Directors should pay for pre-pack abuse

It’s the directors stupid. That’s the theme of a report from R3, the
association for insolvency practitioners (IPs), after polling its members on SIP
16, a new piece of regulation that asks them to be transparent after they have
managed a pre-pack administration. R3’s conclusion is that government should do
more to target dodgy directors if it is to stop the abuse of administration
procedures, rather than place a greater burden on insolvency experts sent in to
mount rescue bids. R3 is quite clear that more company directors should face
disqualification for abuses of the system.

Pushing the attention on to directors is not entirely wrong, though it is an
agenda that works in the best interests of IPs. But it is directors who are
responsible for running companies and paying creditors. It is right they should
be held accountable. Whether more should be disqualified is another issue.
Certainly directors should feel they could face sanction for illegitimate use of
procedures – but it comes down to enforcement and policing. In times like these,
when so many companies are going bust, there is bound to be an increase in abuse
– which should be met with a corresponding lift in the enforcement activities.
That’s where the difference will be made in this sensitive issue.
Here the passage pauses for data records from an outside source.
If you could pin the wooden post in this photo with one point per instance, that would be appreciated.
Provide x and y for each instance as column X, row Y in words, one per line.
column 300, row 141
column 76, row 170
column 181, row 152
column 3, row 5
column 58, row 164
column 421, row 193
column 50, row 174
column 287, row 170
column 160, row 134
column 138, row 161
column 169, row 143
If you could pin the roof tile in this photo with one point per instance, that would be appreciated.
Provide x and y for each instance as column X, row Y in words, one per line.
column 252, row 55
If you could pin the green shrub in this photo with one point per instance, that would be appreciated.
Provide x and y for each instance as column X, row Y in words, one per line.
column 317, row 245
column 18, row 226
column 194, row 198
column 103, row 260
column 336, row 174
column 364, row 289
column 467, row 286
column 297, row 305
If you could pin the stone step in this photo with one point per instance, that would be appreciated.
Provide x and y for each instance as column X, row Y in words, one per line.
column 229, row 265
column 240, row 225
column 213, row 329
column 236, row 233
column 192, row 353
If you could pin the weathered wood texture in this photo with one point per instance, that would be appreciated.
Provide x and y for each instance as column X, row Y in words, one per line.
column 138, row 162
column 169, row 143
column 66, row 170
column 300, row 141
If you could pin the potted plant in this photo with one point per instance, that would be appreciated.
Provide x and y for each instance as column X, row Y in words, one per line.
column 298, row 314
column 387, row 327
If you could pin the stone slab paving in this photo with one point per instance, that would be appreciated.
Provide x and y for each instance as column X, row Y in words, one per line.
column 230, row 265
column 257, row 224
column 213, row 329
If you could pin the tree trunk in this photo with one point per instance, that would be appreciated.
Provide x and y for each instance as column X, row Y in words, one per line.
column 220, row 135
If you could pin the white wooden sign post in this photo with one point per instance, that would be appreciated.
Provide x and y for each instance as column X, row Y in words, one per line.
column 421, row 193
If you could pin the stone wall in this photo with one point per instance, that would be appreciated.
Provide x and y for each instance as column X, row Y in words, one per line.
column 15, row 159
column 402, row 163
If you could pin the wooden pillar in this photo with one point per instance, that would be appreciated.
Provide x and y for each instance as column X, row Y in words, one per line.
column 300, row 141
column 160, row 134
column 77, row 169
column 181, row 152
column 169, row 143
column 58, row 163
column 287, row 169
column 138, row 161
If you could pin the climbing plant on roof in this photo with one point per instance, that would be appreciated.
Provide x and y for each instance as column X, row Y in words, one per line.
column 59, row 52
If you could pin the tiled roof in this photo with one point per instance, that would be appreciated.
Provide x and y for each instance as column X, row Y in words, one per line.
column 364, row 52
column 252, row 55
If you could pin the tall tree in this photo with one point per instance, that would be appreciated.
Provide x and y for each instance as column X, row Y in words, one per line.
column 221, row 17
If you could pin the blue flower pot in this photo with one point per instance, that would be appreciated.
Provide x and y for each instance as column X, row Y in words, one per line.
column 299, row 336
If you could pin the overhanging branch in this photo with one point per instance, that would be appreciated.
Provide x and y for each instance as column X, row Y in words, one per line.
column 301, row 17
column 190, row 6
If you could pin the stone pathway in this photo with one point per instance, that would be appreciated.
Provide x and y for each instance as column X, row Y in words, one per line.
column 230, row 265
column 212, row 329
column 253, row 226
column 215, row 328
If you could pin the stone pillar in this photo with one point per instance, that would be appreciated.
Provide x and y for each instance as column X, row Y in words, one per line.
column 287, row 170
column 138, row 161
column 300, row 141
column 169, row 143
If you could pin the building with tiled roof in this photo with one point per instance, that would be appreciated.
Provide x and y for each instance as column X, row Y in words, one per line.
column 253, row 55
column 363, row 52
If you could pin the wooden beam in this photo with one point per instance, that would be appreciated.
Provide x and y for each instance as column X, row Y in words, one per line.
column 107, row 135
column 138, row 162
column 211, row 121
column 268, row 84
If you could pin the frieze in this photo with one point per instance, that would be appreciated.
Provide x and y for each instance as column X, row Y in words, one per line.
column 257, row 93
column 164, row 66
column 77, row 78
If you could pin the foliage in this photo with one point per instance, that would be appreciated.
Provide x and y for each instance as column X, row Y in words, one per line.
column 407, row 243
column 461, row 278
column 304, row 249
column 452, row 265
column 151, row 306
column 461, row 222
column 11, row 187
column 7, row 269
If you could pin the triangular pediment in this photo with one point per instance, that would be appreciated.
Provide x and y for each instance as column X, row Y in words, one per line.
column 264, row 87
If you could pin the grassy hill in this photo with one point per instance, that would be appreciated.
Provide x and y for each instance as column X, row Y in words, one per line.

But one of the more interesting comments about SIP 16 was that it would not
convince the public that pre-packs are not open to abuse. That’s for two
reasons. Firstly, because they are open to abuse. Most systems are. The question
is whether anything is being done to reduce the abuse. Secondly, a regulation
that insists on retrospective transparency will never convince a public that is
used to real time openness. Pre-packs are useful and, if we want to continue
using them, we may have to pay that price.